Is this page helpful?

Whisper Large V3#

Whisper supports transcription in multiple languages and translation to English. Refer to Supported Languages for all available languages and corresponding codes. Specifying the correct language is recommended because it improves accuracy and latency. The Whisper model has punctuation enabled by default.

Note

The Whisper model supports offline mode only.

For client installation and sample audio instructions, refer to the Deploy and Run ASR Models page.

Deploy the NIM Container#

For the container image, refer to the NGC catalog.

export CONTAINER_ID=whisper-large-v3
export NIM_TAGS_SELECTOR="name=whisper-large-v3,mode=ofl"

docker run -it --rm --name=$CONTAINER_ID \
  --runtime=nvidia \
  --gpus '"device=0"' \
  --shm-size=8GB \
  -e NGC_API_KEY \
  -e NIM_HTTP_API_PORT=9000 \
  -e NIM_GRPC_API_PORT=50051 \
  -p 9000:9000 \
  -p 50051:50051 \
  -e NIM_TAGS_SELECTOR \
  nvcr.io/nim/nvidia/$CONTAINER_ID:latest

For additional profile options, refer to the ASR support matrix.

Run Inference#

Copy a sample audio file from the NIM container or use your own.

docker cp $CONTAINER_ID:/opt/riva/wav/en-US_sample.wav .

Ensure the NIM with the Whisper Large v3 model is deployed.

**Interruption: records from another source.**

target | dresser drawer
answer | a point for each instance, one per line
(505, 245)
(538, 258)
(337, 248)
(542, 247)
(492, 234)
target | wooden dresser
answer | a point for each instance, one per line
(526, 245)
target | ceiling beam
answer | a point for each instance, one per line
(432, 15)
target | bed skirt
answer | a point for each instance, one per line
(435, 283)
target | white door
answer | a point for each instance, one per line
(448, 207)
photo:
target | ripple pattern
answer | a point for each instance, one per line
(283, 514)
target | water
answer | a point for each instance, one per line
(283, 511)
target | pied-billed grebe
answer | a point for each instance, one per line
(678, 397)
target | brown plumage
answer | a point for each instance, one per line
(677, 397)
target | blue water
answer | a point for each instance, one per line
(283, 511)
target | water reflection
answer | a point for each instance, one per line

python3 python-clients/scripts/asr/transcribe_file_offline.py \
  --server 0.0.0.0:50051 \
  --list-models

Transcription with Known Language#

gRPC

python3 python-clients/scripts/asr/transcribe_file_offline.py \
  --server 0.0.0.0:50051 \
  --language en --input-file en-US_sample.wav

HTTP

curl -s http://0.0.0.0:9000/v1/audio/transcriptions -F language=en-US \
  -F file="@en-US_sample.wav"

Transcription with Auto Language Detection#

When the language code is not known beforehand, pass the language code multi. The model predicts the language for each 30-second chunk and returns it to the client.

gRPC

python3 python-clients/scripts/asr/transcribe_file_offline.py \
  --server 0.0.0.0:50051 \
  --language-code multi \
  --input-file en-US_sample.wav

HTTP

curl -s http://0.0.0.0:9000/v1/audio/transcriptions -F language=multi \
  -F file="@en-US_sample.wav"

Translation#

Whisper supports translation from multiple languages to English. Specifying the input language as multi enables auto language detection. Specifying the correct input language is recommended because it improves accuracy and latency.

Copy a sample audio file from the NIM container or use your own.

docker cp $CONTAINER_ID:/opt/riva/wav/fr-FR_sample.wav .

gRPC

python3 python-clients/scripts/asr/transcribe_file_offline.py \
  --server 0.0.0.0:50051 \
  --language fr --input-file fr-FR_sample.wav \
  --custom-configuration task:translate

HTTP

curl -s http://0.0.0.0:9000/v1/audio/translations -F language=fr \
  -F file="@fr-FR_sample.wav"